On February 3, the Connecticut General Assembly will convene for the 2016 legislative session. This year will be a short session which concludes May 4. Short session is intended for mid-year revisions to the second year of the two year budget. Due to recent shortfalls in the current budget year, we expect a spill-over effect heading into this year’s session. Over the summer there were a  lot of concerns expressed from the business community, mental health organizations, and hospitals about how the budget is having damaging effects on the state. The 2015 year ended in a deficit of 113.2 million dollars, according to Comptroller Lembo, and currently there is still an expectation the 2016 year will end with a surplus but that surplus is shrinking due to market volatility.  DNB expects the budget to be the focus of the next legislative session, many members of the business community are already meeting to discuss their legislative agenda.

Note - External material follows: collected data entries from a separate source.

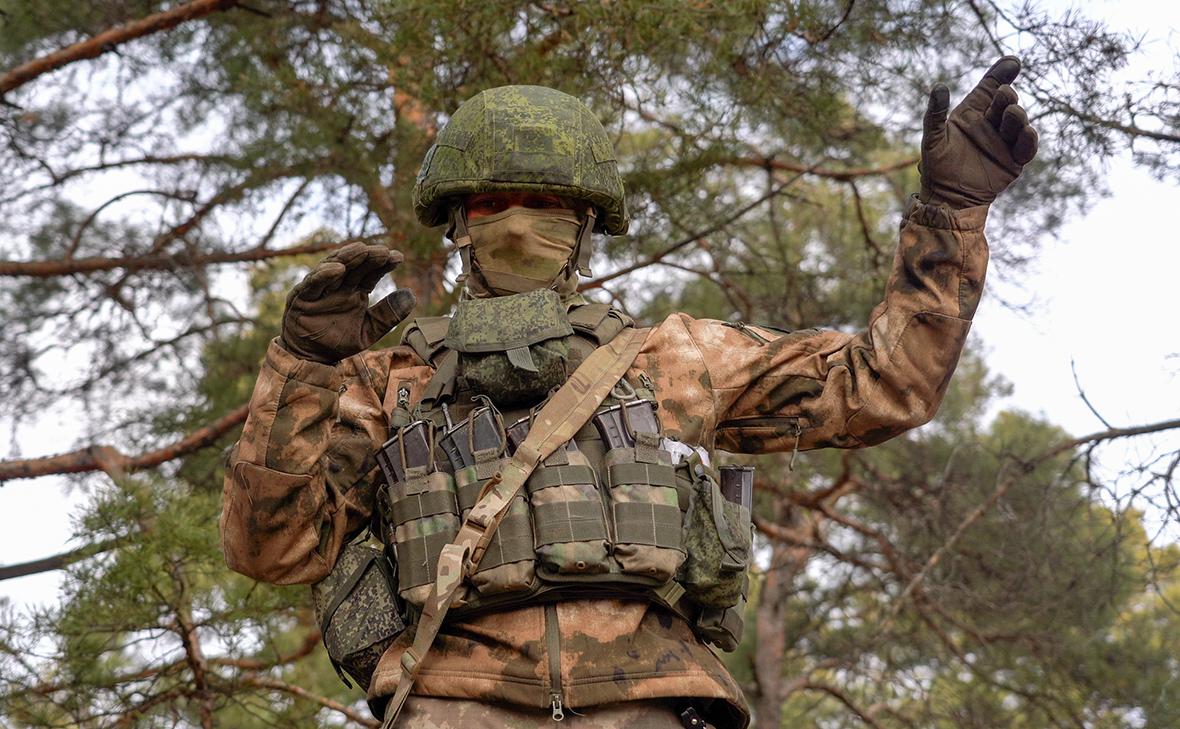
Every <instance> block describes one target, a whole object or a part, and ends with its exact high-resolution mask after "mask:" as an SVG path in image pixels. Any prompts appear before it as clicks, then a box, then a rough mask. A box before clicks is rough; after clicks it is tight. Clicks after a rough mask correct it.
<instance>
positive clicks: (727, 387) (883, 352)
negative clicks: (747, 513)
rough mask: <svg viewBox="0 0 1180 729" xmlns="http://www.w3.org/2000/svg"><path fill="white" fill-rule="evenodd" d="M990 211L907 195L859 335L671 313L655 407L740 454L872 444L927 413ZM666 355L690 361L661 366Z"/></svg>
mask: <svg viewBox="0 0 1180 729" xmlns="http://www.w3.org/2000/svg"><path fill="white" fill-rule="evenodd" d="M986 211H988V209H986V208H985V206H979V208H970V209H966V210H961V211H956V212H952V211H950V210H949V209H946V208H936V206H931V205H925V204H922V203H919V202H917V201H916V199H915V201H913V202H912V203H911V206H910V209H909V210H907V212H906V215H905V217H904V219H903V224H902V231H900V238H899V244H898V250H897V255H896V256H894V261H893V270H892V272H891V275H890V277H889V283H887V285H886V290H885V297H884V301H881V303H879V304H878V306H877V307H876V308H874V309H873V311H872V314H871V316H870V321H868V327H867V328H866V329H865V330H863V331H860V333H857V334H847V333H840V331H828V330H815V329H809V330H804V331H795V333H792V334H781V333H776V331H774V330H769V329H762V328H758V327H734V326H732V324H726V323H723V322H717V321H710V320H694V318H690V317H688V316H684V315H676V316H674V317H670V318H669V320H668V321H666V322H664V323H663V324H662V326H661V327H658V328H657V329H656V330H655V331H654V333H653V335H651V336H650V337H649V342H648V343H647V344H645V347H644V352H645V353H649V354H650V355H653V356H649V359H648V360H647V363H648V366H650V367H653V368H654V369H655V370H656V372H661V373H664V376H663V377H656V381H657V382H658V380H661V379H662V380H666V381H669V383H670V385H671V387H670V388H669V390H668V392H671V393H673V396H670V398H668V399H667V400H664V399H663V398H662V396H661V406H662V412H663V413H667V414H668V415H669V419H670V420H671V421H673V422H674V423H676V422H677V421H678V422H680V423H681V425H682V426H684V427H681V428H680V429H681V431H682V432H683V435H684V436H687V438H688V439H690V440H694V441H696V442H701V444H704V445H707V446H714V447H717V448H722V449H726V451H730V452H736V453H766V452H773V451H791V449H792V448H796V447H798V448H799V449H807V448H819V447H825V446H835V447H841V448H852V447H860V446H868V445H873V444H878V442H881V441H884V440H886V439H889V438H892V436H894V435H898V434H899V433H903V432H904V431H906V429H910V428H913V427H916V426H919V425H922V423H924V422H927V421H929V420H930V419H931V418H932V416H933V415H935V413H936V412H937V409H938V405H939V402H940V401H942V398H943V394H944V393H945V390H946V385H948V382H949V381H950V377H951V375H952V374H953V372H955V366H956V364H957V363H958V357H959V354H961V353H962V350H963V344H964V342H965V341H966V334H968V330H969V328H970V324H971V316H972V315H974V314H975V310H976V307H977V306H978V302H979V297H981V294H982V291H983V280H984V274H985V270H986V265H988V245H986V241H985V239H984V235H983V226H984V221H985V218H986ZM661 340H662V341H661ZM666 352H678V353H680V356H681V357H682V359H686V360H687V361H688V363H687V364H686V366H684V367H687V368H688V369H687V370H678V372H677V367H668V362H669V360H671V357H668V356H661V355H663V354H664V353H666ZM641 357H642V355H641ZM640 363H643V360H642V359H641V361H640ZM669 375H671V376H669ZM657 388H658V385H657ZM686 399H687V401H688V403H687V406H686V403H684V402H682V400H686ZM677 411H678V412H680V413H682V414H680V415H678V414H677ZM677 415H678V416H677ZM686 419H687V420H686ZM674 429H675V428H674Z"/></svg>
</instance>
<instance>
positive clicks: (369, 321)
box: [282, 243, 414, 364]
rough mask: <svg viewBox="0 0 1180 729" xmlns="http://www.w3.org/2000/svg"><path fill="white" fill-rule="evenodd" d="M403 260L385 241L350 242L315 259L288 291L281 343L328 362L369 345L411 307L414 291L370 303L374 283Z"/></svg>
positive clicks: (308, 359) (349, 354)
mask: <svg viewBox="0 0 1180 729" xmlns="http://www.w3.org/2000/svg"><path fill="white" fill-rule="evenodd" d="M401 261H402V256H401V254H399V252H398V251H395V250H389V249H388V248H386V247H383V245H365V244H363V243H349V244H348V245H346V247H343V248H341V249H340V250H337V251H336V252H334V254H332V255H330V256H328V257H327V258H324V260H323V261H321V262H320V263H317V264H316V267H315V268H314V269H312V272H309V274H308V275H307V276H304V277H303V281H301V282H299V283H297V284H295V288H293V289H291V291H290V294H288V295H287V309H286V310H284V311H283V331H282V344H283V347H286V348H287V350H288V352H290V353H291V354H294V355H295V356H297V357H300V359H303V360H312V361H314V362H323V363H326V364H333V363H335V362H339V361H340V360H342V359H345V357H348V356H352V355H354V354H356V353H359V352H363V350H366V349H368V348H369V347H372V346H373V343H374V342H376V341H378V340H379V339H381V337H382V336H385V335H386V334H388V333H389V330H391V329H393V328H394V327H396V326H398V323H399V322H400V321H401V320H404V318H406V316H407V315H408V314H409V311H411V310H412V309H413V308H414V294H413V293H412V291H409V290H406V289H398V290H396V291H394V293H393V294H389V295H388V296H386V297H385V298H382V300H381V301H379V302H378V303H375V304H373V306H372V307H369V306H368V296H369V293H372V291H373V287H375V285H376V283H378V282H379V281H380V280H381V277H382V276H385V275H386V274H388V272H389V271H392V270H393V269H394V268H396V265H398V264H399V263H401Z"/></svg>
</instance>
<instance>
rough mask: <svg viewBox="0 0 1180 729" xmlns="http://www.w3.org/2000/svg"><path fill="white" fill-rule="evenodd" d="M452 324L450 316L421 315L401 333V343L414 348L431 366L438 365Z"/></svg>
mask: <svg viewBox="0 0 1180 729" xmlns="http://www.w3.org/2000/svg"><path fill="white" fill-rule="evenodd" d="M450 326H451V317H450V316H420V317H418V318H415V320H414V321H412V322H409V326H408V327H406V330H405V333H402V335H401V343H402V344H406V346H407V347H409V348H411V349H413V350H414V354H417V355H418V356H419V357H421V360H422V361H424V362H426V363H427V364H430V366H431V367H435V368H437V367H438V364H439V363H438V359H439V356H440V354H441V353H442V349H444V347H442V341H444V340H445V339H446V330H447V328H448V327H450Z"/></svg>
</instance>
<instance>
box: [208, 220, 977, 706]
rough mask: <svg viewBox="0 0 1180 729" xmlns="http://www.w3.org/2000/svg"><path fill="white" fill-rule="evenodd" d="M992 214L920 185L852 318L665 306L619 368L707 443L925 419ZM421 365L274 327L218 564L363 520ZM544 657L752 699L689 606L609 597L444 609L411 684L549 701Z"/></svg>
mask: <svg viewBox="0 0 1180 729" xmlns="http://www.w3.org/2000/svg"><path fill="white" fill-rule="evenodd" d="M985 217H986V208H983V206H981V208H971V209H968V210H963V211H958V212H955V214H951V212H949V211H948V210H946V209H945V208H933V206H927V205H924V204H920V203H915V204H913V205H912V206H911V209H910V211H909V212H907V214H906V216H905V219H904V222H903V228H902V232H900V244H899V248H898V252H897V256H896V258H894V263H893V271H892V274H891V276H890V280H889V284H887V289H886V293H885V298H884V301H883V302H881V303H880V304H878V306H877V307H876V309H874V310H873V313H872V317H871V321H870V324H868V328H867V329H866V330H864V331H860V333H858V334H844V333H839V331H826V330H815V329H812V330H805V331H796V333H793V334H781V333H776V331H772V330H767V329H760V328H755V329H754V334H755V336H750V335H749V334H748V333H747V331H742V330H740V329H737V328H734V327H732V326H726V324H723V323H722V322H717V321H708V320H694V318H691V317H689V316H687V315H684V314H674V315H671V316H669V317H668V318H667V320H664V321H663V322H662V323H660V324H658V326H656V327H654V328H653V329H651V330H650V333H649V335H648V337H647V340H645V342H644V346H643V349H642V352H641V354H640V355H638V357H637V360H636V361H635V363H634V366H632V369H631V373H630V375H629V376H631V375H637V373H638V372H640V370H642V372H644V373H647V374H648V375H649V376H650V379H651V380H653V382H654V385H655V388H654V389H655V392H656V398H657V400H658V401H660V413H661V420H662V422H663V425H664V427H666V428H667V429H668V432H669V433H671V434H674V435H676V436H677V438H680V439H681V440H683V441H686V442H689V444H699V445H703V446H704V447H707V448H710V449H712V448H721V449H725V451H730V452H740V453H766V452H773V451H789V449H792V448H795V447H798V448H799V449H808V448H819V447H840V448H854V447H863V446H871V445H873V444H878V442H881V441H883V440H886V439H889V438H891V436H893V435H897V434H899V433H902V432H904V431H906V429H909V428H912V427H916V426H918V425H922V423H924V422H926V421H927V420H930V418H931V416H933V414H935V412H936V409H937V407H938V403H939V401H940V399H942V396H943V393H944V390H945V388H946V383H948V381H949V380H950V376H951V374H952V373H953V370H955V366H956V363H957V361H958V357H959V353H961V350H962V348H963V343H964V341H965V339H966V334H968V329H969V328H970V320H971V316H972V315H974V313H975V309H976V306H977V303H978V301H979V296H981V293H982V289H983V278H984V272H985V269H986V261H988V248H986V242H985V241H984V236H983V225H984V219H985ZM432 372H433V370H432V369H431V368H430V367H428V366H426V364H425V363H424V362H422V361H421V360H419V359H418V357H417V356H415V355H414V354H413V352H412V350H411V349H409V348H407V347H394V348H391V349H383V350H378V352H366V353H362V354H360V355H356V356H354V357H349V359H348V360H345V361H342V362H340V363H339V364H336V366H327V364H320V363H315V362H308V361H302V360H299V359H296V357H295V356H294V355H291V354H290V353H288V352H286V350H284V349H283V348H282V347H281V346H278V344H277V342H276V343H273V344H271V346H270V348H269V352H268V353H267V357H266V362H264V364H263V367H262V372H261V374H260V375H258V381H257V386H256V388H255V390H254V396H253V400H251V401H250V413H249V418H248V420H247V422H245V427H244V429H243V433H242V438H241V440H240V441H238V444H237V446H236V448H235V449H234V451H232V453H231V454H230V458H229V464H228V469H227V479H225V492H224V507H223V512H222V519H221V530H222V543H223V546H224V551H225V559H227V561H228V564H229V566H230V567H232V569H234V570H236V571H238V572H242V573H244V574H248V576H250V577H254V578H256V579H261V580H266V582H273V583H281V584H288V583H312V582H315V580H319V579H321V578H322V577H324V576H326V574H327V573H328V571H329V570H330V567H332V565H333V561H334V559H335V558H336V554H337V553H339V551H340V549H341V545H342V544H343V543H345V540H346V538H347V537H349V536H350V534H354V533H356V532H358V531H359V530H361V528H362V527H363V526H365V525H366V524H367V523H368V520H369V515H371V510H372V501H373V491H372V485H371V484H369V482H368V481H367V480H366V479H367V478H368V474H369V471H371V469H372V465H373V453H374V451H375V449H376V448H378V446H379V445H380V444H381V442H382V441H383V440H385V439H386V436H387V431H388V422H387V418H388V415H389V413H391V412H392V409H393V407H394V405H395V402H394V400H395V398H396V395H395V394H393V395H391V393H395V392H396V389H399V387H400V385H401V383H405V382H408V383H411V390H412V393H411V400H412V401H415V400H417V399H418V398H420V396H421V392H422V388H424V387H425V385H426V382H427V381H428V380H430V377H431V375H432ZM555 623H556V630H553V628H555ZM546 624H549V625H550V628H551V630H550V631H549V633H548V635H546ZM555 636H556V641H555ZM404 638H405V639H404V641H399V643H396V644H395V645H394V646H393V648H391V649H389V651H388V652H387V654H386V656H385V657H383V658H382V661H381V664H380V665H379V668H378V670H376V674H375V675H374V678H373V683H372V685H371V689H369V691H371V696H376V697H380V696H386V695H389V694H392V692H393V690H394V688H395V685H396V682H398V678H399V676H400V669H399V663H398V661H399V657H400V651H401V650H404V648H405V645H406V644H408V636H404ZM555 651H556V654H555ZM551 659H553V661H555V663H553V664H551V663H550V661H551ZM551 676H558V677H559V679H560V682H562V684H563V685H562V687H559V689H560V690H563V691H564V695H565V702H566V705H569V707H572V708H575V709H577V708H578V707H586V705H594V704H603V703H612V702H618V701H627V700H638V698H657V697H668V696H693V697H700V698H708V697H713V698H720V700H723V701H726V702H729V703H732V704H733V705H734V707H736V708H740V711H742V712H745V703H743V698H742V695H741V690H740V689H739V687H737V685H736V683H735V682H734V681H733V678H730V677H729V675H728V672H727V671H726V669H725V668H723V665H722V663H721V662H720V659H719V658H717V657H716V656H715V655H714V654H713V652H712V651H710V649H709V648H708V646H706V645H704V644H703V643H701V642H700V641H699V639H697V638H696V637H695V636H694V635H693V631H691V630H690V628H689V626H688V624H687V623H686V622H683V620H681V619H680V618H676V617H674V616H673V615H670V613H669V612H666V611H664V610H662V609H660V607H657V606H655V605H649V604H644V603H637V602H622V600H614V599H583V600H569V602H563V603H558V604H552V605H549V606H539V605H538V606H530V607H522V609H516V610H510V611H501V612H494V613H490V615H481V616H478V617H473V618H470V619H466V620H464V622H463V623H448V624H447V625H446V626H444V629H442V633H441V635H440V636H439V638H438V641H437V643H435V646H434V650H433V651H432V652H431V655H430V657H428V658H427V661H426V663H425V665H424V666H422V669H421V672H420V676H419V679H418V684H417V687H415V692H418V694H421V695H428V696H438V697H455V698H474V700H479V701H490V702H507V703H516V704H523V705H531V707H548V705H549V703H550V698H549V697H550V689H551V685H550V684H551V682H552V681H551V678H550V677H551Z"/></svg>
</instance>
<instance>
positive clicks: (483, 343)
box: [444, 289, 573, 407]
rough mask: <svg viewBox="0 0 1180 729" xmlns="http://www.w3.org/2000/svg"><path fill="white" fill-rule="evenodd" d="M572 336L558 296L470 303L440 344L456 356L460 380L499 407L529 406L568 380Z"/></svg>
mask: <svg viewBox="0 0 1180 729" xmlns="http://www.w3.org/2000/svg"><path fill="white" fill-rule="evenodd" d="M572 334H573V327H571V326H570V321H569V316H568V315H566V311H565V304H564V303H562V297H560V296H559V295H558V294H557V291H553V290H550V289H537V290H533V291H527V293H524V294H514V295H512V296H494V297H491V298H471V300H467V301H461V302H459V304H458V306H457V307H455V313H454V316H453V317H452V318H451V324H450V327H448V328H447V334H446V340H445V341H444V344H445V346H446V347H448V348H451V349H454V350H455V352H458V353H459V379H460V381H463V382H465V383H466V386H467V387H468V388H470V389H471V390H472V392H473V393H476V394H481V395H487V396H489V398H491V399H492V401H493V402H496V403H497V405H498V406H499V407H512V406H518V405H532V403H536V402H538V401H540V400H543V399H544V398H545V395H546V394H548V393H549V392H550V390H551V389H553V388H556V387H560V386H562V385H564V383H565V380H566V379H568V376H569V373H570V370H569V368H568V363H569V357H570V350H569V343H568V342H566V337H569V336H570V335H572Z"/></svg>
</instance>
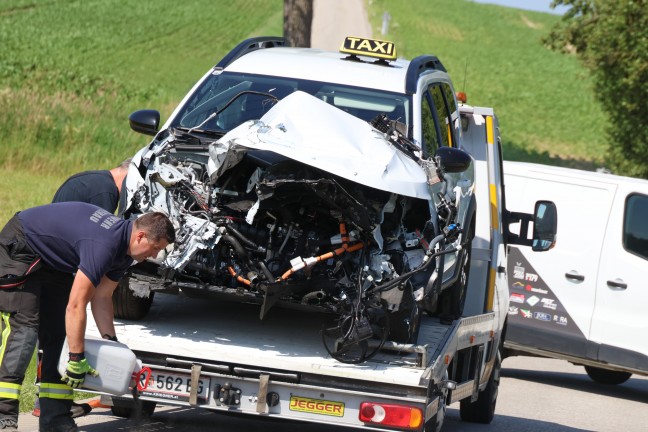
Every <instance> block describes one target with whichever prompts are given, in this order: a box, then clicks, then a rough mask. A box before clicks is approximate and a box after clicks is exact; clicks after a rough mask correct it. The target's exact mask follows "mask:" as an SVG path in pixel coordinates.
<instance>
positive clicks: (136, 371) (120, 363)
mask: <svg viewBox="0 0 648 432" xmlns="http://www.w3.org/2000/svg"><path fill="white" fill-rule="evenodd" d="M85 356H86V359H87V360H88V363H89V364H90V366H92V367H93V368H95V369H96V370H97V372H99V376H96V377H93V376H91V375H89V374H86V377H85V381H84V383H83V388H84V389H88V390H95V391H98V392H104V393H110V394H113V395H123V394H127V393H129V389H128V387H129V386H130V385H131V382H132V377H133V373H136V372H138V371H139V370H140V369H141V363H140V362H139V360H137V358H136V357H135V353H133V351H131V350H130V349H129V348H128V346H126V345H125V344H123V343H121V342H113V341H110V340H105V339H97V338H93V337H86V339H85ZM68 358H69V347H68V342H67V338H66V339H65V342H64V344H63V349H62V351H61V357H60V358H59V364H58V371H59V373H60V374H61V375H63V374H64V373H65V368H66V366H67V362H68Z"/></svg>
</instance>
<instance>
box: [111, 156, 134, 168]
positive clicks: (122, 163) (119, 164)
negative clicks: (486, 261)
mask: <svg viewBox="0 0 648 432" xmlns="http://www.w3.org/2000/svg"><path fill="white" fill-rule="evenodd" d="M132 161H133V158H128V159H124V160H123V161H122V163H120V164H119V165H117V166H116V167H115V168H121V169H123V170H128V166H129V165H130V163H131V162H132Z"/></svg>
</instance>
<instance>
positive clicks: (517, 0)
mask: <svg viewBox="0 0 648 432" xmlns="http://www.w3.org/2000/svg"><path fill="white" fill-rule="evenodd" d="M473 1H475V2H477V3H489V4H496V5H500V6H506V7H513V8H518V9H526V10H532V11H537V12H546V13H552V14H558V15H562V14H563V13H564V12H565V11H566V10H567V9H568V8H566V7H565V6H559V7H557V8H556V9H551V8H550V7H549V5H550V4H551V0H473Z"/></svg>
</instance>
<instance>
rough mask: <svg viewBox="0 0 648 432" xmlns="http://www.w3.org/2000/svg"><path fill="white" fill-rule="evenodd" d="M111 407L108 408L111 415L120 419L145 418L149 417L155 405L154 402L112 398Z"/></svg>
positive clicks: (119, 398) (153, 408)
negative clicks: (119, 417)
mask: <svg viewBox="0 0 648 432" xmlns="http://www.w3.org/2000/svg"><path fill="white" fill-rule="evenodd" d="M112 401H113V406H111V407H110V411H112V413H113V415H114V416H116V417H122V418H142V417H144V418H146V417H151V416H152V415H153V412H154V411H155V407H156V405H157V403H156V402H151V401H143V400H134V399H125V398H116V397H113V398H112Z"/></svg>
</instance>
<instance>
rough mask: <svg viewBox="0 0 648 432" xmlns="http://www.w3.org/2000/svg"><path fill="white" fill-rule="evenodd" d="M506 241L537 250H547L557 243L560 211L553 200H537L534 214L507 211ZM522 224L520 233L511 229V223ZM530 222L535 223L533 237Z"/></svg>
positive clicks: (532, 249) (505, 236)
mask: <svg viewBox="0 0 648 432" xmlns="http://www.w3.org/2000/svg"><path fill="white" fill-rule="evenodd" d="M505 214H506V223H505V224H504V229H505V230H506V233H505V237H506V243H508V244H514V245H520V246H531V249H532V250H533V251H535V252H545V251H548V250H549V249H551V248H552V247H554V245H555V244H556V231H557V228H558V211H557V210H556V204H554V203H553V202H552V201H537V202H536V204H535V210H534V212H533V214H529V213H518V212H506V213H505ZM514 223H519V224H520V231H519V234H514V233H512V232H511V230H510V225H512V224H514ZM529 223H533V237H532V238H528V236H529Z"/></svg>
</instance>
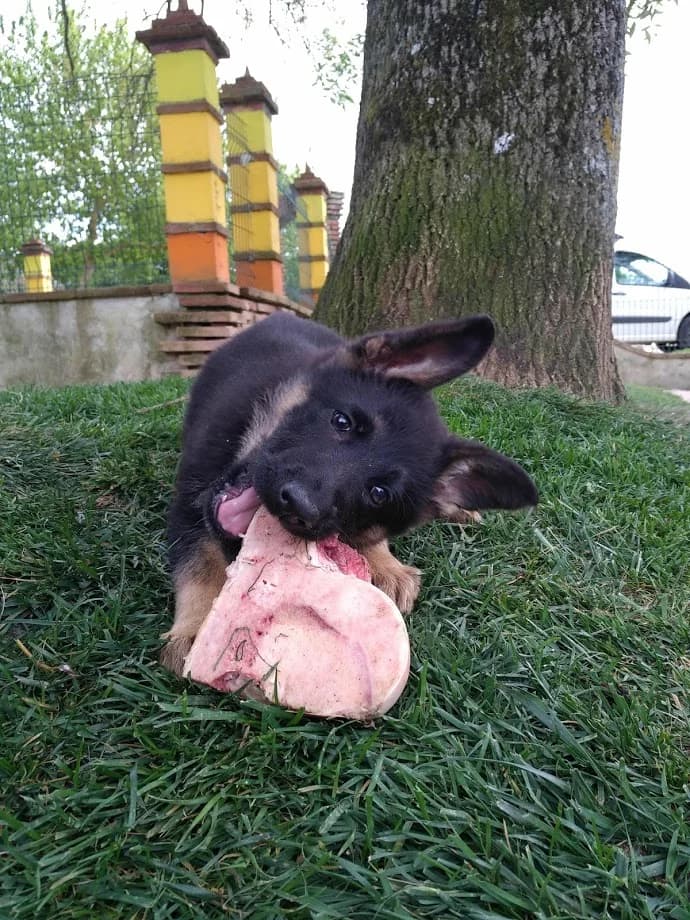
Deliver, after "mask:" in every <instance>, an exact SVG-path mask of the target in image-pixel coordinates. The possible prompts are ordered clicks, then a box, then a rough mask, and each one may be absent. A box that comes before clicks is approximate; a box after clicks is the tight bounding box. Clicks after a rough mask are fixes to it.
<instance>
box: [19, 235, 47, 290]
mask: <svg viewBox="0 0 690 920" xmlns="http://www.w3.org/2000/svg"><path fill="white" fill-rule="evenodd" d="M20 252H21V254H22V255H23V256H24V280H25V282H26V290H27V291H28V292H29V293H31V294H39V293H43V292H45V291H52V290H53V273H52V269H51V265H50V257H51V256H52V254H53V250H52V249H51V248H50V247H49V246H46V244H45V243H43V242H41V240H29V241H28V243H24V245H23V246H22V247H21V249H20Z"/></svg>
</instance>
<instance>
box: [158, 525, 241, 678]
mask: <svg viewBox="0 0 690 920" xmlns="http://www.w3.org/2000/svg"><path fill="white" fill-rule="evenodd" d="M226 566H227V562H226V559H225V556H224V555H223V553H222V550H221V548H220V546H218V544H217V543H216V542H215V541H214V540H212V539H211V538H210V537H208V538H206V539H204V540H203V541H202V542H201V543H200V544H199V547H198V549H197V551H196V554H195V555H194V556H193V557H192V558H191V559H190V560H189V562H188V563H187V564H186V565H185V566H184V567H183V568H181V569H180V570H179V571H177V572H176V573H175V576H174V581H175V620H174V622H173V625H172V629H171V630H170V631H169V632H167V633H165V634H164V635H163V638H164V639H167V640H168V641H167V643H166V645H165V646H164V647H163V649H162V651H161V656H160V660H161V664H162V665H163V666H164V667H166V668H168V670H170V671H172V672H173V673H175V674H178V675H180V676H181V675H182V666H183V664H184V659H185V657H186V656H187V653H188V652H189V650H190V648H191V647H192V643H193V642H194V638H195V636H196V634H197V632H198V631H199V628H200V626H201V624H202V623H203V622H204V620H205V619H206V617H207V615H208V613H209V611H210V610H211V606H212V605H213V602H214V600H215V599H216V598H217V597H218V595H219V593H220V589H221V588H222V587H223V584H224V582H225V568H226Z"/></svg>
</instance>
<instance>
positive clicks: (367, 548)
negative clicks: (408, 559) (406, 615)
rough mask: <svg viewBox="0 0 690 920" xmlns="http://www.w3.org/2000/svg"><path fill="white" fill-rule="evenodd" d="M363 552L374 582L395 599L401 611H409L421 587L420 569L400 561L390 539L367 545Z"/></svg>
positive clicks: (376, 586)
mask: <svg viewBox="0 0 690 920" xmlns="http://www.w3.org/2000/svg"><path fill="white" fill-rule="evenodd" d="M362 554H363V555H364V557H365V558H366V560H367V562H368V563H369V568H370V570H371V580H372V582H373V583H374V584H375V585H376V587H377V588H380V589H381V590H382V591H383V592H384V593H385V594H387V595H388V596H389V597H390V598H391V599H392V600H393V601H395V603H396V605H397V607H398V609H399V610H400V612H401V613H409V612H410V611H411V610H412V607H413V605H414V602H415V601H416V600H417V595H418V594H419V589H420V587H421V583H422V573H421V572H420V570H419V569H415V568H413V567H412V566H410V565H403V564H402V562H399V561H398V560H397V559H396V558H395V556H394V555H393V554H392V553H391V551H390V549H389V548H388V540H381V542H380V543H375V544H374V545H373V546H365V547H364V548H363V549H362Z"/></svg>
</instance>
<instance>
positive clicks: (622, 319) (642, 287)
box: [611, 241, 690, 351]
mask: <svg viewBox="0 0 690 920" xmlns="http://www.w3.org/2000/svg"><path fill="white" fill-rule="evenodd" d="M611 295H612V296H611V302H612V303H611V314H612V321H613V337H614V339H617V340H618V341H619V342H627V343H629V344H639V345H643V344H651V343H655V344H656V345H658V346H659V347H660V348H661V349H662V350H663V351H670V350H672V349H674V348H690V284H689V283H688V282H687V281H686V280H685V278H682V277H681V276H680V275H679V274H678V273H677V272H674V271H672V270H671V269H670V268H668V266H666V265H664V264H663V263H661V262H657V260H656V259H652V258H650V257H649V256H646V255H644V254H643V253H641V252H636V251H634V250H632V249H628V248H627V247H626V245H625V243H624V241H619V242H618V243H617V244H616V248H615V252H614V259H613V286H612V290H611Z"/></svg>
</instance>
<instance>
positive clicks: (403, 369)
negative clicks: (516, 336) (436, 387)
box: [346, 315, 494, 390]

In the 2016 session individual legislators are only permitted to submit bill proposals regarding the budget, over the past few years we have noticed this rule has been more relaxed. Committees are still permitted to put forth Committee Proposals, but we expect the number of bill proposals to be significantly less than last year.

Legislators are also anticipating the upcoming fall elections. Throughout the session we will hear about upcoming retirements and new challengers. Legislators will look to defend their voting history and ensure they are on record about why they supported or opposed key legislative proposals. DNB expects many legislators to discuss how the 2015 budget is affecting their constituents and fight for restoration of local line items.

The Dynamics between the Republicans, the Democrats, and the Governor will be stressed, with everyone having a different solution to solving the budget deficit. DNB expects Governor Malloy to stand by many of the cuts and tax programs he initially proposed, and the appropriations committee to seek to restore some funding to the hospitals and restore many of the Medicaid cuts.